ECLI:NL:CRVB:2011:BU8962
Centrale Raad van Beroep
- Hoger beroep
- B.M. van Dun
- A.J.T.M. Bruijnis-Vermeulen
- Rechtspraak.nl
Proceskostenveroordeling en verzoek om schadevergoeding in bestuursrechtelijke procedure
In deze zaak heeft appellante, vertegenwoordigd door mr. M.J. Klinkert, hoger beroep ingesteld tegen een uitspraak van de rechtbank Zutphen. De Centrale Raad van Beroep heeft op 21 december 2011 uitspraak gedaan in het hoger beroep met zaaknummer 10-2622 WW. De rechtbank had eerder al beslist over de gemaakte kosten in de procedure. Het Uwv, de Raad van bestuur van het Uitvoeringsinstituut werknemersverzekeringen, werd veroordeeld in de proceskosten die appellante redelijkerwijs heeft moeten maken in verband met de behandeling van het bezwaar en het hoger beroep. De Raad oordeelde dat er geen ruimte was voor vergoeding van omzetschade, aangezien deze kosten onder de specifieke regeling van artikel 8:75 van de Algemene wet bestuursrecht vallen.

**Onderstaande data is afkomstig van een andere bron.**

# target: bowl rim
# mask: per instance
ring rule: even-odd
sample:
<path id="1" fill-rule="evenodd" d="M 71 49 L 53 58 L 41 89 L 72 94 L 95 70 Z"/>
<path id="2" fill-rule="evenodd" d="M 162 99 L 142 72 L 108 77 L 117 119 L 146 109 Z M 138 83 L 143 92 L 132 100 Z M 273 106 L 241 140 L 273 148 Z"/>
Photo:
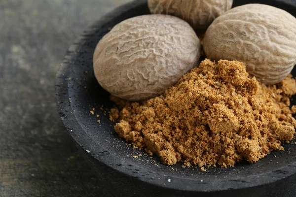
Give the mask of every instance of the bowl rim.
<path id="1" fill-rule="evenodd" d="M 277 1 L 281 0 L 282 2 L 289 4 L 285 0 L 276 0 Z M 102 26 L 108 21 L 112 20 L 114 16 L 120 15 L 128 10 L 135 8 L 145 3 L 147 3 L 147 0 L 135 0 L 118 7 L 113 11 L 104 15 L 100 19 L 95 21 L 92 25 L 84 31 L 80 36 L 78 36 L 69 47 L 64 57 L 63 63 L 59 68 L 56 77 L 56 97 L 58 109 L 62 121 L 69 134 L 76 143 L 81 147 L 82 149 L 85 152 L 85 153 L 89 155 L 100 163 L 107 165 L 109 167 L 116 170 L 116 172 L 119 173 L 132 177 L 139 181 L 160 188 L 178 191 L 212 192 L 230 189 L 245 189 L 270 184 L 296 174 L 296 162 L 294 162 L 290 165 L 274 169 L 273 170 L 266 173 L 244 177 L 243 180 L 242 178 L 237 178 L 231 179 L 225 178 L 225 180 L 214 180 L 212 183 L 211 183 L 211 186 L 209 185 L 207 187 L 205 187 L 203 184 L 197 184 L 196 182 L 200 181 L 200 180 L 194 178 L 174 177 L 174 183 L 164 185 L 163 180 L 161 181 L 156 180 L 155 181 L 155 180 L 151 180 L 150 178 L 146 176 L 138 177 L 136 174 L 132 173 L 130 171 L 124 170 L 124 169 L 119 166 L 110 165 L 110 164 L 111 163 L 109 162 L 111 161 L 116 161 L 118 162 L 118 161 L 122 160 L 116 155 L 110 154 L 108 158 L 104 157 L 103 159 L 96 154 L 97 152 L 106 150 L 96 143 L 87 134 L 79 123 L 76 120 L 74 113 L 73 113 L 71 101 L 69 100 L 69 82 L 65 79 L 68 78 L 67 76 L 70 73 L 71 66 L 73 65 L 73 60 L 76 56 L 75 52 L 79 51 L 80 47 L 84 44 L 86 37 L 93 34 L 97 30 L 98 27 Z M 294 6 L 296 6 L 296 5 L 294 5 Z M 83 134 L 81 134 L 81 132 L 84 132 Z M 108 161 L 108 162 L 107 162 L 107 161 Z M 279 171 L 284 171 L 285 173 L 279 173 Z M 155 172 L 149 171 L 149 173 L 150 174 L 155 174 L 155 176 L 157 176 Z M 169 178 L 169 177 L 166 177 L 166 183 L 167 183 L 168 178 Z M 184 186 L 186 186 L 186 187 L 184 187 Z"/>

De Raad heeft vastgesteld dat het Uwv met een gewijzigde beslissing op bezwaar van 18 mei 2011 geheel tegemoet is gekomen aan de bezwaren van appellante. De kosten van verleende rechtsbijstand zijn begroot op € 322,-- voor de procedure in bezwaar en € 437,-- voor de procedure in hoger beroep. De Raad heeft de proceskosten van appellante vastgesteld op een totaalbedrag van € 1081,--, dat het Uwv dient te vergoeden. De schadevergoeding die appellante eiste op grond van artikel 8:73 van de Awb, die betrekking had op omzetschade, werd echter afgewezen, omdat deze kosten niet onder de specifieke regeling vallen.
De uitspraak is openbaar gedaan en de beslissing is genomen door de Centrale Raad van Beroep, waarbij B.M. van Dun als rechter en A.J.T.M. Bruijnis-Vermeulen als griffier optraden. De uitspraak is gedaan in het kader van de Algemene wet bestuursrecht en de Beroepswet, waarbij de Raad de relevante artikelen heeft toegepast met betrekking tot de proceskosten en schadevergoeding.